Tören sonunda kıyı emniyeti gemilerini ziyarete gidemedik. Giderken Sencer , dönerken İpek uyuduğu için. Yol bizi Garipçe köyüne götürdü. Rumeli Feneri yönünde. Bahar kendini hissettiriyorken, iki yanı ağaçlık asfalt ve boğazın muhteşem manzarası. Öğle yemeği köyün sahilinde. Çocuklarda tabi su ve kumun içinde. Sonra balıkçılar ağ atınca bir yunus grubu yaklaştı hoplaya zıplaya. Kendimi Ege de tatilde gibi hissettim. Köyün kalesine tırmandık çocuklarla. Bakımsız ve sahipsizdi. Tam karşımızda ise Poyrazköy. Tepeden seyrettiğimiz bu manzara anlatılmaz.
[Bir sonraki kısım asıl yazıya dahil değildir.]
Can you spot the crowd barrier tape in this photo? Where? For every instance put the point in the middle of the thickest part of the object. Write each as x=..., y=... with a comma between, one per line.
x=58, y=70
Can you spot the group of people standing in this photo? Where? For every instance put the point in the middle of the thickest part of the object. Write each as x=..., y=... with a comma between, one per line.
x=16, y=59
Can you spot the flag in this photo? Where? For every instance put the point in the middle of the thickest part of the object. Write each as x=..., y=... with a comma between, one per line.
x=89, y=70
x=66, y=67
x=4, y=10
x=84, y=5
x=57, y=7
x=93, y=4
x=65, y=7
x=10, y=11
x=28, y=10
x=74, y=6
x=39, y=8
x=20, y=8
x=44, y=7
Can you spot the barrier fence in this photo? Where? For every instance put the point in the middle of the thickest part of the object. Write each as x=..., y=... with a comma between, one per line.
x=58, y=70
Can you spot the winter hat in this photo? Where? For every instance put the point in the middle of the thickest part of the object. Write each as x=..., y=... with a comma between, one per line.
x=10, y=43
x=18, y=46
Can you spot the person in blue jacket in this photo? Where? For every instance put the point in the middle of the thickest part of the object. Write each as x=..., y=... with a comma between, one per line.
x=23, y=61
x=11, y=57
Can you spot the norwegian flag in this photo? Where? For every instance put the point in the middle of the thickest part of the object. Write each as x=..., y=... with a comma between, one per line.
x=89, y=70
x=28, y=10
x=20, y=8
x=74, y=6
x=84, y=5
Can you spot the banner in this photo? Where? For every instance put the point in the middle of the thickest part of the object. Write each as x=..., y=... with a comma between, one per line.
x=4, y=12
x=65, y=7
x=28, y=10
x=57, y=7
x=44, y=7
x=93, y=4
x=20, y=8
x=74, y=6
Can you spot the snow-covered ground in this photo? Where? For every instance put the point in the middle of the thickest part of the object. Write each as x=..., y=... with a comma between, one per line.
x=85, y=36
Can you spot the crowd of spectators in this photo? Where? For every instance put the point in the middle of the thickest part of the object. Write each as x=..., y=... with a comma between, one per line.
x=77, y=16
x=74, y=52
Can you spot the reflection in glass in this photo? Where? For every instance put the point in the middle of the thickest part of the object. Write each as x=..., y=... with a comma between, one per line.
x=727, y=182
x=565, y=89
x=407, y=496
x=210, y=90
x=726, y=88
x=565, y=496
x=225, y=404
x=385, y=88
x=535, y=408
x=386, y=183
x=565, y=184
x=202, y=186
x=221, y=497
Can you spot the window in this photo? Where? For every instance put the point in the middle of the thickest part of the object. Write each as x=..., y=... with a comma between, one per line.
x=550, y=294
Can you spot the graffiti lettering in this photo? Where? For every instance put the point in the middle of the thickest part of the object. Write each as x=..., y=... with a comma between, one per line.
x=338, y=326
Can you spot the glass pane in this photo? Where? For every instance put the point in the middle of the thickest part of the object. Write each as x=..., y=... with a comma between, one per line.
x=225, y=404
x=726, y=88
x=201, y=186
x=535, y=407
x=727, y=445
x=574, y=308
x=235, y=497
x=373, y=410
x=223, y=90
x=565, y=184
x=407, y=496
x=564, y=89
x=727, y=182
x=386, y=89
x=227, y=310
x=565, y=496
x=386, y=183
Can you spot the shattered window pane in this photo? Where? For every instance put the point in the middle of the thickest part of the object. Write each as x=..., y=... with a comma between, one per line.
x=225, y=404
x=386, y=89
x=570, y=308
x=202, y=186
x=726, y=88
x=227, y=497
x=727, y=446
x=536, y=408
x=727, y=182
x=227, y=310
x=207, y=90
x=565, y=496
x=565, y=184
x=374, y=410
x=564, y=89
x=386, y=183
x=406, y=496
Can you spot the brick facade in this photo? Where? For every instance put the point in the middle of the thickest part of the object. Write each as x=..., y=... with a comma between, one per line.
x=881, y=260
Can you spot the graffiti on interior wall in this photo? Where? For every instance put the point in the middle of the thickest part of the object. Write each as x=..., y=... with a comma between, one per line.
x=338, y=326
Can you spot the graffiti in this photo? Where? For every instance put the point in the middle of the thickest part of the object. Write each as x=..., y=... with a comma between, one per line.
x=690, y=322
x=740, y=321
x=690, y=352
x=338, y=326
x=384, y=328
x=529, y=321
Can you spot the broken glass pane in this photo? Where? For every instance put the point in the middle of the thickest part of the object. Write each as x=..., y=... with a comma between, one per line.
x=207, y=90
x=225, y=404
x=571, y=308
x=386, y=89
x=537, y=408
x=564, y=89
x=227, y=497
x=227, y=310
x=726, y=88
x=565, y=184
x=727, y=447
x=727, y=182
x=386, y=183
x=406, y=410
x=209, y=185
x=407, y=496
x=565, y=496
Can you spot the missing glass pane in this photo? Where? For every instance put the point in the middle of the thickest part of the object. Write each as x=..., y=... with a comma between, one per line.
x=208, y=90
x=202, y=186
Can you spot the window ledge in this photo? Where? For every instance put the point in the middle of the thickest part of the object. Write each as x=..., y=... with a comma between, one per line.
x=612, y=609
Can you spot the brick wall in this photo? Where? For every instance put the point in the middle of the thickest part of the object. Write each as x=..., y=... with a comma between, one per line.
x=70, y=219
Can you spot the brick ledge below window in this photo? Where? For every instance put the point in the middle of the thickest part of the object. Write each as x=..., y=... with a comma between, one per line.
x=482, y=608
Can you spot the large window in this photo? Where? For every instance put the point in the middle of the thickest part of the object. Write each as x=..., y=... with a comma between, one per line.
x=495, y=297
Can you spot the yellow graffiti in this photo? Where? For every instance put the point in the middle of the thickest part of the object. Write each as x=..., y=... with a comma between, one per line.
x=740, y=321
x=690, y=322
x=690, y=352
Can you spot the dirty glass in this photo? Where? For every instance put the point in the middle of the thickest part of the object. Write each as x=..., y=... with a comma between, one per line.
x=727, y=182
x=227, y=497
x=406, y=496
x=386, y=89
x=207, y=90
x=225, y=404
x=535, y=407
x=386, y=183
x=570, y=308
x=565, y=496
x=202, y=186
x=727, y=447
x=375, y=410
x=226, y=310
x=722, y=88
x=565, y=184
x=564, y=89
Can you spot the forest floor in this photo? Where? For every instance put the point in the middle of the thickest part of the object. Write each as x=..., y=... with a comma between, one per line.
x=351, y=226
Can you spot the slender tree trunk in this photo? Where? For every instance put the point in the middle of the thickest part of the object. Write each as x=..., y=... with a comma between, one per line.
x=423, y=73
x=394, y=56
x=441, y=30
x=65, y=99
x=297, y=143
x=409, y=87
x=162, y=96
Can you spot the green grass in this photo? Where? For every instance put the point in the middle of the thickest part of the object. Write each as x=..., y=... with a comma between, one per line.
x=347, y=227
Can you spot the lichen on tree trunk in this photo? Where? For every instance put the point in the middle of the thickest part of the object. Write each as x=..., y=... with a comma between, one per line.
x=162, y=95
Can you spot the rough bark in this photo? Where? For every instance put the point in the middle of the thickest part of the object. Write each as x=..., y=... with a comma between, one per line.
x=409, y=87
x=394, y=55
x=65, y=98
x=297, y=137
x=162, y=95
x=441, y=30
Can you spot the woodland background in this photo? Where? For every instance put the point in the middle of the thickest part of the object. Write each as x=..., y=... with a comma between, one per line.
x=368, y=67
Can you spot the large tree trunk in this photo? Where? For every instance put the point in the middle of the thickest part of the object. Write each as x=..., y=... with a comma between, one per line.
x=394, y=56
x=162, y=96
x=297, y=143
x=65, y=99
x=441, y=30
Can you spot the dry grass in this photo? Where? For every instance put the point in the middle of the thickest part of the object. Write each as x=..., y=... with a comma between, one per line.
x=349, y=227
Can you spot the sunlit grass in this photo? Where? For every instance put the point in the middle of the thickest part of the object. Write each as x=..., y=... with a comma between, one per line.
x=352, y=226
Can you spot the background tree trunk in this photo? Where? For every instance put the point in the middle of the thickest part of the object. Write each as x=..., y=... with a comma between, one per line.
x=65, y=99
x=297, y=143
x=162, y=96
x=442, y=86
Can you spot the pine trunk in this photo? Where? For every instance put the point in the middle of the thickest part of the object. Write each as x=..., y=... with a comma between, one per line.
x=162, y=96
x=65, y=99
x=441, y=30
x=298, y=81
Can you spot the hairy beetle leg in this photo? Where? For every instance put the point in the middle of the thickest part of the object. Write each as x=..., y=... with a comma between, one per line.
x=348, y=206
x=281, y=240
Ressamlara bile ilham olmuş bu köylerden 3. köprü geçecekmiş. Ormanlar katledilecek. Bu sakin balıkçı köyü, çam kokusu, hafta sonu huzurla yapılan kahvaltılar, yıllarca bu köyde doğmuş büyümüş insanların üstünde iki köprü bacağı yükselecek. Beykoz  ve Sarıyer hep  kafa dinlediğimiz , ah bir nefes alalım dediğimiz , yavrularla koşup oynadığımız, enfes manzarasında iç çektiğimiz boğaz ve orman değilmi. Umarım yok olmazlar.